Nunca planeé convertirme en corredor. De hecho, durante años consideré el trote una práctica sin sentido. Mi deporte era el tenis: lo jugué durante mucho tiempo, con mucha frecuencia —más en cantidad que en calidad, si soy honesto—, y jamás me pasó por la cabeza cambiarlo por otra disciplina.
Todo comenzó a principios de los 2000, cuando Tita —mi esposa— empezó a trotar con dos amigas. Me insistió varias veces para que la acompañara y, un día, accedí. Salí con ellas… y no fui capaz de aguantar ni 200 metros. Sentí pena, frustración y una chispa de orgullo herido que fue suficiente para motivarme a volver a intentarlo. Al día siguiente salí de nuevo, esta vez solo, decidido a llegar un poco más lejos. Así lo hice, paso a paso, metro a metro.
Lo que al principio fue un reto personal para no quedarme atrás, se convirtió rápidamente en una pasión. Dejé el tenis sin mirar atrás. Comencé a trotar con regularidad, conocí a otros corredores y me uní a grupos que salían los fines de semana. Me di cuenta de que no solo estaba entrenando el cuerpo, sino también cultivando una nueva forma de entender la vida: más disciplinada, más introspectiva, más enfocada.

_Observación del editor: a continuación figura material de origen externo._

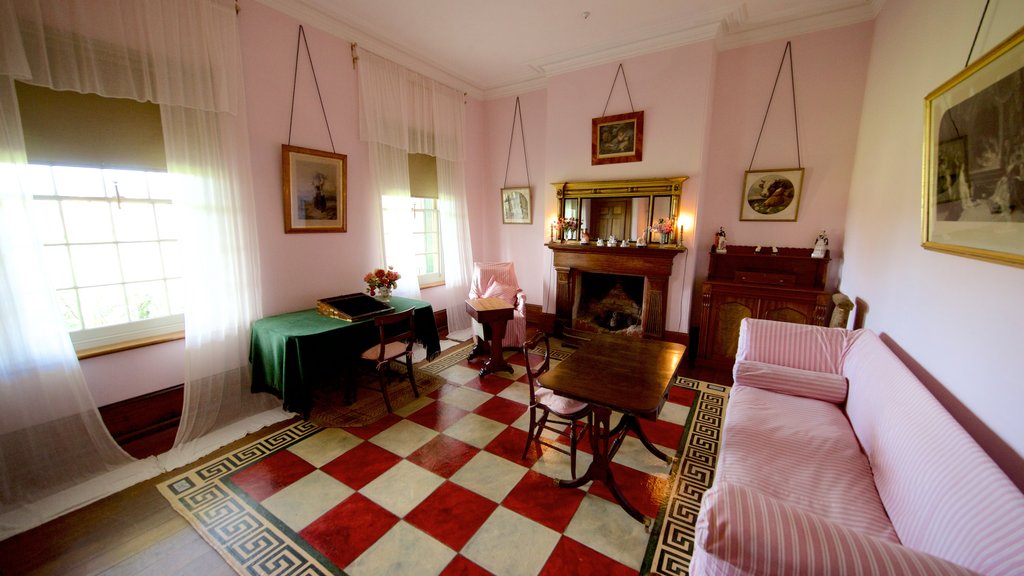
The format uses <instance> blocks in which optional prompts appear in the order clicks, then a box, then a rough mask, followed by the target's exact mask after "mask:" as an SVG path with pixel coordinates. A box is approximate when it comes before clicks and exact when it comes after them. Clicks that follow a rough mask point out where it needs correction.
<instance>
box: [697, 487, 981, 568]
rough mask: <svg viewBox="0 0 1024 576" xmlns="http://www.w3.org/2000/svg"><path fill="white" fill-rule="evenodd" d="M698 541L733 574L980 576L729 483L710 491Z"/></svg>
mask: <svg viewBox="0 0 1024 576" xmlns="http://www.w3.org/2000/svg"><path fill="white" fill-rule="evenodd" d="M694 540H695V543H696V545H697V546H698V547H699V548H700V550H702V552H703V553H705V554H706V556H707V557H708V558H707V559H705V561H706V562H707V563H708V564H709V565H710V564H715V565H722V566H725V567H728V568H729V569H730V570H728V571H727V572H728V573H743V574H794V575H797V574H807V575H812V574H900V575H908V576H916V575H920V576H946V575H949V576H952V575H958V576H964V575H972V574H976V573H975V572H972V571H970V570H968V569H966V568H964V567H962V566H957V565H955V564H952V563H950V562H947V561H945V560H942V559H940V558H936V557H933V556H931V554H928V553H925V552H921V551H916V550H913V549H911V548H908V547H906V546H903V545H902V544H899V543H896V542H890V541H887V540H883V539H881V538H876V537H873V536H870V535H867V534H863V533H860V532H857V531H855V530H851V529H849V528H846V527H845V526H842V525H840V524H837V523H835V522H831V521H828V520H826V519H824V518H822V517H819V516H817V515H814V513H811V512H807V511H804V510H802V509H800V508H797V507H795V506H791V505H788V504H787V503H785V502H783V501H781V500H777V499H775V498H772V497H770V496H768V495H766V494H763V493H761V492H758V491H756V490H751V489H749V488H745V487H742V486H738V485H733V484H730V483H727V482H723V483H716V485H715V486H713V487H712V489H711V490H709V491H708V492H706V493H705V496H703V500H702V501H701V502H700V515H699V517H698V518H697V523H696V527H695V534H694Z"/></svg>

En 2003 corrí mi primera maratón en Chicago. Estaba mal preparado, como muchos novatos que creen que con 20 kilómetros semanales es suficiente para enfrentar 42. Sufrí todo lo que se puede sufrir en una maratón: deshidratación, calambres, fatiga extrema. Pero crucé la meta. Y lejos de desmotivarme, la experiencia me marcó profundamente. Supe que quería volver a hacerlo, pero esta vez bien preparado.

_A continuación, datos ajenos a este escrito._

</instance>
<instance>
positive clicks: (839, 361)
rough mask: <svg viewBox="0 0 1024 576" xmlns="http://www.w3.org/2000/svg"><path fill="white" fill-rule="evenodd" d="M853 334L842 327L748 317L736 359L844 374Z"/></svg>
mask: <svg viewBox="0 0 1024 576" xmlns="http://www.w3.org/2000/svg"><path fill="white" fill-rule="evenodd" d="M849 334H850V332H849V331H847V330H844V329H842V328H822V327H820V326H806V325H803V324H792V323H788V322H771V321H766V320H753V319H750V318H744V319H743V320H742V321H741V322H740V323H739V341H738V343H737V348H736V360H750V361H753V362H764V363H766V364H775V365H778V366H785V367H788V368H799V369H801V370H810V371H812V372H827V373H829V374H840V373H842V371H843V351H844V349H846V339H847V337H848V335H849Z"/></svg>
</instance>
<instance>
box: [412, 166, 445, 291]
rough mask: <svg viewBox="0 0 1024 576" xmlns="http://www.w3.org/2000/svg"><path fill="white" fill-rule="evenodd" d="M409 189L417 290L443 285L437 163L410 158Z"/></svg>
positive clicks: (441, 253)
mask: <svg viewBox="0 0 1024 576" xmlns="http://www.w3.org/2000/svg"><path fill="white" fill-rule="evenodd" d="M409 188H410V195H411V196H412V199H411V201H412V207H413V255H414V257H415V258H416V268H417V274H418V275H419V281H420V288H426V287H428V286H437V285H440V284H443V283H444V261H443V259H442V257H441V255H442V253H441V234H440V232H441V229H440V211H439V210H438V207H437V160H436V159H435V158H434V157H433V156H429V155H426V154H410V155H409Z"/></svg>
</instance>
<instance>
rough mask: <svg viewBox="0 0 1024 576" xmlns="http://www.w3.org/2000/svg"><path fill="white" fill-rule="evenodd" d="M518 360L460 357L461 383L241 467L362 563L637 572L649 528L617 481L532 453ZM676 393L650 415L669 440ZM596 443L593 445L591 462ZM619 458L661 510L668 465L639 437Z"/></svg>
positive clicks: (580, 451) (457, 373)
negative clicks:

Desde entonces, he corrido decenas de maratones alrededor del mundo. He enfrentado climas extremos, lesiones, madrugadas duras y entrenamientos exigentes, pero nada se compara con la satisfacción que siento al cruzar una meta. Correr me ha regalado un propósito, una comunidad y una forma de vida que, a estas alturas, no cambiaría por nada.

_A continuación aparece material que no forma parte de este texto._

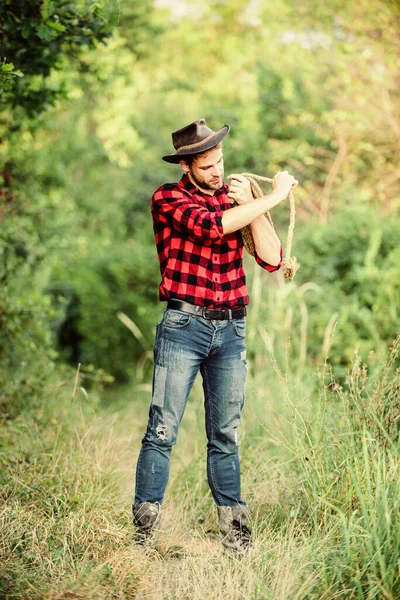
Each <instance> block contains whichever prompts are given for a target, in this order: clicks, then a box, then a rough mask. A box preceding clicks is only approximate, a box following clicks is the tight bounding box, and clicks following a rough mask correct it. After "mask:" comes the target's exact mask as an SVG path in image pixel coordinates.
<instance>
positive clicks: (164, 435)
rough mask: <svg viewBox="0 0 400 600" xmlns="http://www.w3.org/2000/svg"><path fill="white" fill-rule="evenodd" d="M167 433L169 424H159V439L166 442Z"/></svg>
mask: <svg viewBox="0 0 400 600" xmlns="http://www.w3.org/2000/svg"><path fill="white" fill-rule="evenodd" d="M166 434H167V426H166V425H157V429H156V435H157V437H158V439H159V440H162V441H163V442H165V440H166Z"/></svg>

Y todo eso ha sido aún más especial porque lo he vivido con Tita. Ella también corre maratones —ya tiene las seis majors— y ha sido mi compañera de ruta en el sentido más amplio de la palabra. Entrenamos juntos, sufrimos juntos, nos reímos juntos y celebramos cada llegada como si fuera la primera. A veces corremos la misma carrera; otras, uno espera al otro en la meta. Pero siempre estamos ahí, compartiendo esto que se volvió parte esencial de nuestras vidas.
Hoy, después de 33 maratones, puedo decir que el running no solo me encontró… me transformó. Y todo empezó con esos primeros 200 metros que no pude completar. Y con Tita, que sin saberlo, me cambió la vida con una simple invitación a trotar.